When Calvin Klein issued CKOne in 1994, they were very successful at conveying the idea that that was the scent meant to define a new generation who possessed no clear gender preferences, neatly summarized as being "unisex" or "androgynous". Twenty years later or so, the brand want to capture the attention of Millenials with CK2 as at the core they're a generational brand, yet one wonders whether "unisex" is still apt a term in a world which has become much more fluid regarding gender preferences...
It feels a bit dated by now. Gender has become such a nuanced palette of meaning that you could be anything you wish to express in that regard, just like you choose the color(s) of hair that you want.
"This is one gender-free fragrance for a man or a woman, without prejudices, to unite and create an experience that can be shared together in love, lust and friendship.

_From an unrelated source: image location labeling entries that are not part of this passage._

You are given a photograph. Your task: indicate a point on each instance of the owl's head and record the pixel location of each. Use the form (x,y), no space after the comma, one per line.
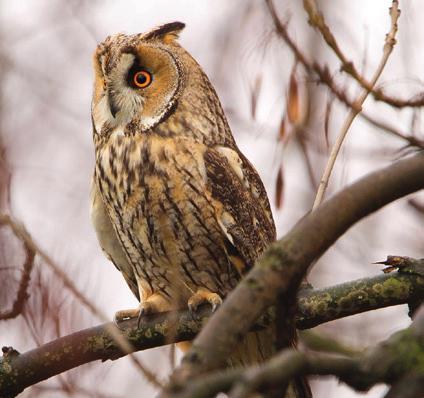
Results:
(138,78)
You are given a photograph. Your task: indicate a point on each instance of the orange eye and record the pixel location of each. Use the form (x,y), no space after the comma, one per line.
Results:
(142,79)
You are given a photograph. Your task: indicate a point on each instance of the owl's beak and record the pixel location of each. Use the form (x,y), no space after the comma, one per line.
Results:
(114,109)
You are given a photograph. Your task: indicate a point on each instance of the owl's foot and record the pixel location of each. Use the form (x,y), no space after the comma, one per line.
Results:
(203,296)
(152,305)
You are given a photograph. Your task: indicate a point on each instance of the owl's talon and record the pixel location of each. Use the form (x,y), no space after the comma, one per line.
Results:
(203,296)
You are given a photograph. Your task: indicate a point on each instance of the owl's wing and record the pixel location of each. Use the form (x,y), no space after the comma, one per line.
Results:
(243,212)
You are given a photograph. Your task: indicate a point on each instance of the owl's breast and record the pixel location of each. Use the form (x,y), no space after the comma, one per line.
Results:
(156,193)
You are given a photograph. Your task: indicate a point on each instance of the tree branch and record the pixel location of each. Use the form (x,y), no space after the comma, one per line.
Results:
(380,364)
(284,264)
(18,371)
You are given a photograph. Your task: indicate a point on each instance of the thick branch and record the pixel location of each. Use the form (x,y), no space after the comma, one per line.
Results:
(284,264)
(385,363)
(315,307)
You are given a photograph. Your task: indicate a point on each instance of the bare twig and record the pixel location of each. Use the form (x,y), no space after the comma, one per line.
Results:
(387,50)
(22,292)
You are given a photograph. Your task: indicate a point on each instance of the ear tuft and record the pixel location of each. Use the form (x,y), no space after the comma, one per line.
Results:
(167,33)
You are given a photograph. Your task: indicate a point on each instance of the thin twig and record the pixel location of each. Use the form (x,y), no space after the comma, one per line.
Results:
(316,19)
(387,50)
(324,77)
(22,292)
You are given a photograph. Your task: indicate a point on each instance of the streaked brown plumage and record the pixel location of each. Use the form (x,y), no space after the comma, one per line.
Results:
(176,206)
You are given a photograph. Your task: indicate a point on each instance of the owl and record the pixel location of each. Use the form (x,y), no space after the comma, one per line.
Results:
(176,206)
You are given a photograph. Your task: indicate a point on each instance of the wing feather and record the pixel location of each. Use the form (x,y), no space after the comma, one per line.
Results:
(243,213)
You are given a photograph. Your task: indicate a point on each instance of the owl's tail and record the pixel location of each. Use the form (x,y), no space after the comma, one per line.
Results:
(257,347)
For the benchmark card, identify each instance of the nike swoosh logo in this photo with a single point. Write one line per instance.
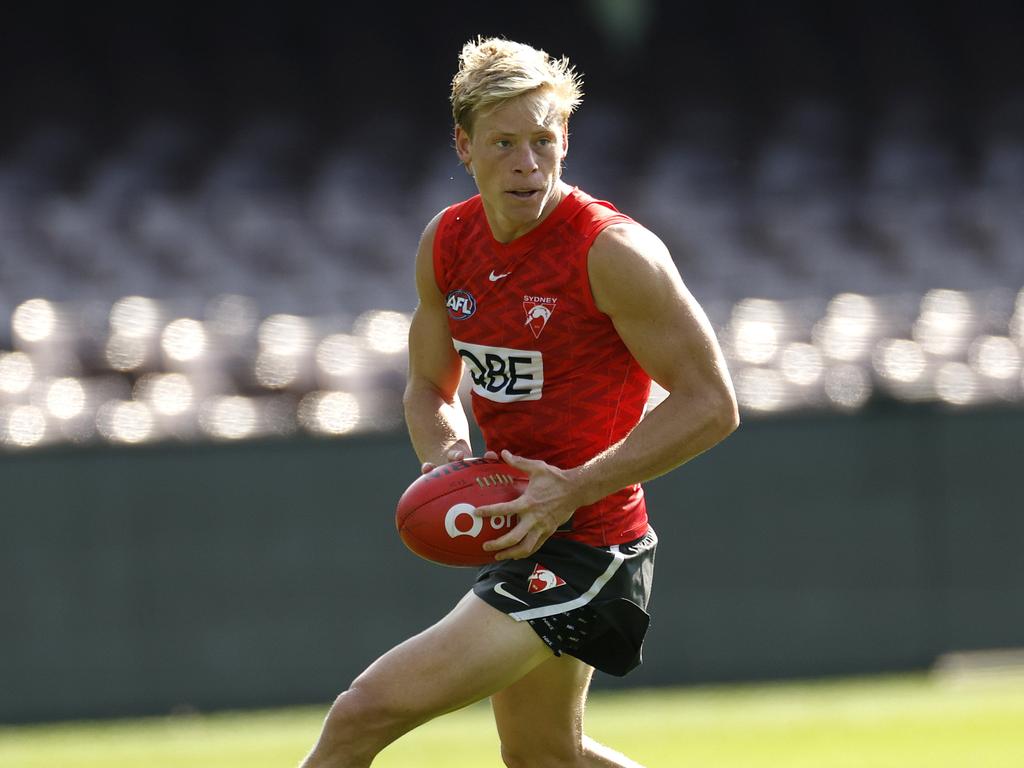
(500, 589)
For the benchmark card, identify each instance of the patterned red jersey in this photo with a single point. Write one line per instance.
(551, 378)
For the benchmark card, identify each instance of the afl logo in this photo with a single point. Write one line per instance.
(461, 304)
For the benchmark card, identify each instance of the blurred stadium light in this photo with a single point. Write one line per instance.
(176, 283)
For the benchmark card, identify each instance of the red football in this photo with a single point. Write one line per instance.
(435, 514)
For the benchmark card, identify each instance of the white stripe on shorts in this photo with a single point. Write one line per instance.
(549, 610)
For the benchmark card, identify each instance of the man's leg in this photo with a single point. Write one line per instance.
(540, 720)
(469, 654)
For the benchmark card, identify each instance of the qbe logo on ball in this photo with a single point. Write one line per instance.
(453, 521)
(436, 515)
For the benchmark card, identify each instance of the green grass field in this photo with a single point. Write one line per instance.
(893, 722)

To be honest, Calvin Klein are now, as you can see, using the phrase "gender-free" to tout their wares, but it is clear that people in 2015 are not gender-free, in the sense that you could be a bit aseptic regarding external sexual signs in the 1990s. On the contrary, people are evolving to become hyper selective regarding their gender personality - and even bodies. So, in a way, you feel that CK2 could not smell as clean and airy as CKOne. Why is that? Because today people are ready to surgically make appear their inner gender, or not. It could be relatively simple as in, you have the body of a man but feel you're really a woman (Caitlin Jenner), or it can be more complex such as you have the body of a woman, feel like a man but want to remain physically a woman (Courtney Love). It could be even more complicated than that.

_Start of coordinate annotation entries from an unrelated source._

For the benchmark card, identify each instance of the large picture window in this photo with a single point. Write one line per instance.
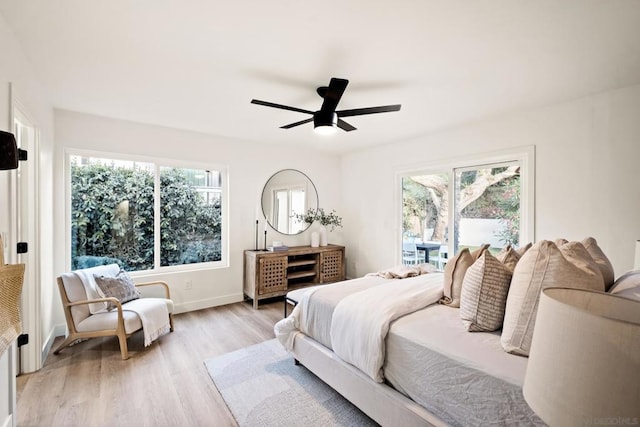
(447, 208)
(143, 215)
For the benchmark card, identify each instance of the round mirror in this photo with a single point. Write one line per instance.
(286, 194)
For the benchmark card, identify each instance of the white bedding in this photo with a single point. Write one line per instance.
(358, 325)
(464, 378)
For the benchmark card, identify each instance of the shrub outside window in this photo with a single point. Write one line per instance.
(466, 205)
(143, 215)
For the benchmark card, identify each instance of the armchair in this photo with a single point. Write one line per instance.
(120, 321)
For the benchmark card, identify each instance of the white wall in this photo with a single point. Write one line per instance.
(587, 176)
(249, 165)
(15, 69)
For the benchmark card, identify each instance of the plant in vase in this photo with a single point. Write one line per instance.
(330, 219)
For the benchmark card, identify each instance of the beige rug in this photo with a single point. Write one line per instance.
(263, 387)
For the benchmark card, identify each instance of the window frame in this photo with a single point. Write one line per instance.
(158, 163)
(524, 155)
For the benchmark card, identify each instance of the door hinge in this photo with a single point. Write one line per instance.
(23, 340)
(22, 247)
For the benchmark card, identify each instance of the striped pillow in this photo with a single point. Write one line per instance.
(120, 287)
(484, 294)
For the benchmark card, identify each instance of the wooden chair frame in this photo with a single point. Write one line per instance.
(119, 331)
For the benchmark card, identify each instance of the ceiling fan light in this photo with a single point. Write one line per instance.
(325, 123)
(8, 151)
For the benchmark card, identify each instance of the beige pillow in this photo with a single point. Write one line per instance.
(120, 287)
(606, 268)
(454, 273)
(626, 282)
(484, 294)
(542, 266)
(509, 257)
(522, 249)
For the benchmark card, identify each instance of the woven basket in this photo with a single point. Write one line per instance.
(11, 278)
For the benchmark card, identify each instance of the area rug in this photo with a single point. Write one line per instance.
(262, 386)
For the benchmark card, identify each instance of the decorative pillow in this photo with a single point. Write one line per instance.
(454, 274)
(606, 268)
(484, 294)
(120, 287)
(542, 266)
(627, 285)
(509, 257)
(522, 249)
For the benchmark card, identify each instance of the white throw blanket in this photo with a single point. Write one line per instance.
(361, 320)
(154, 315)
(404, 271)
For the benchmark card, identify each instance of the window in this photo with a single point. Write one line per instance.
(143, 215)
(468, 204)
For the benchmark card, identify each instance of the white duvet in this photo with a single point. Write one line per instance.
(359, 321)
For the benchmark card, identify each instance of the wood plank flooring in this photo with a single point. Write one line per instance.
(166, 384)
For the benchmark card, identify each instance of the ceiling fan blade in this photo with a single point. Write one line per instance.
(301, 122)
(333, 94)
(282, 107)
(370, 110)
(345, 126)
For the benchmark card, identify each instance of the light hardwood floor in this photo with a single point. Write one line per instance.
(166, 384)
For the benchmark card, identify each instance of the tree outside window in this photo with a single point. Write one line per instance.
(113, 208)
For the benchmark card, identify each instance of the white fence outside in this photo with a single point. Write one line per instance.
(476, 231)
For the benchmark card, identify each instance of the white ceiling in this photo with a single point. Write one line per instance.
(196, 64)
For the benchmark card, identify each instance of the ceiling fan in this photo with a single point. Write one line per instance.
(327, 118)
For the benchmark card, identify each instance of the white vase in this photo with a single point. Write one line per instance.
(315, 239)
(323, 236)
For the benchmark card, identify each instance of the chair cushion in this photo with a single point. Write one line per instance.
(120, 287)
(109, 319)
(77, 291)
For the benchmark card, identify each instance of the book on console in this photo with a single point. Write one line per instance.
(277, 248)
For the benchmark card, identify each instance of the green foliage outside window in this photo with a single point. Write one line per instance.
(113, 218)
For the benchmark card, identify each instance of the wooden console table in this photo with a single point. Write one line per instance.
(272, 274)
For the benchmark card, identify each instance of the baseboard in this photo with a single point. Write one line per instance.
(8, 422)
(208, 303)
(57, 331)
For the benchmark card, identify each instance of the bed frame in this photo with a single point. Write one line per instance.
(382, 403)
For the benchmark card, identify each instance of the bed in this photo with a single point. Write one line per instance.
(433, 372)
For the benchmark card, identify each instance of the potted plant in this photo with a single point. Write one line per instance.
(330, 219)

Rather than "minimalism" where gender culture is concerned, we want to point out that we're living in a very "baroque" era, where gender cultures are concerned.
CK2 by IFF replays the fresh card however. It's also said to be urban and woody. It's also about multicultural fusion tastes. Top notes are wasabi mustard, mandarin and violet leaf absolute leading to a heart of wet cobblestones, orris concrete and rose absolute while the base rests on vetiver, incense and sandalwood.
SRP: 1 oz. for $40, 1.7 oz. for $55 and 3.4 oz. for $75 -- as well as a rollerball, $18, and a pocket spray, $20.